A little laughter may well be the best medicine whenever we find ourselves campaigning for a position amidst the vast cloud banks of greater Being–without which we could not see, act or be.

If a horse eating the grass beneath his soft, nubbled mouth, should hear an apple fall from a tree at the edge of the field, he may not have a Newtonian insight about gravity, but he will appreciate its delicious flavor. How could he not? Horse, grass, apple, and blue sky above: they’re all bobbing along in concert and cannot help but carry the flavor of the greater Being through which they drift.

Like earth, air, water, and fire, ‘subject’ and ‘object’, ‘intrinsic awareness’ and ‘fictitious being’, ‘self’ and ‘world’ each arise within a greater whole that is their true nature. Dancing in this greater whole–a living being with mind and heart, interests and loyalties–I too am moving among the stars.

And like an apple setting sail from a tree at the edge of a field, I launch my own unpremeditated journeys.

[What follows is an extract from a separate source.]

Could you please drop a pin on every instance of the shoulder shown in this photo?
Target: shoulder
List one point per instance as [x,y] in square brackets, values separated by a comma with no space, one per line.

If I perchance should stumble over some delusion and find myself resting face down in the mud, perhaps that will be my chance to recognize the ground which gives me life.

Boris Pasternak, in one of his “Dr. Zhivago” poems (“Hamlet”), quotes a Russian proverb: “To live your life is not to cross a field.”  But perhaps during my lifetime I am crossing a field—not to get to the other side, but to sample the grass and enjoy the apples that come my way. And at each moment I am free to realize that I am not other than the spring flowers which drink in the rain and turn their faces to the Sun.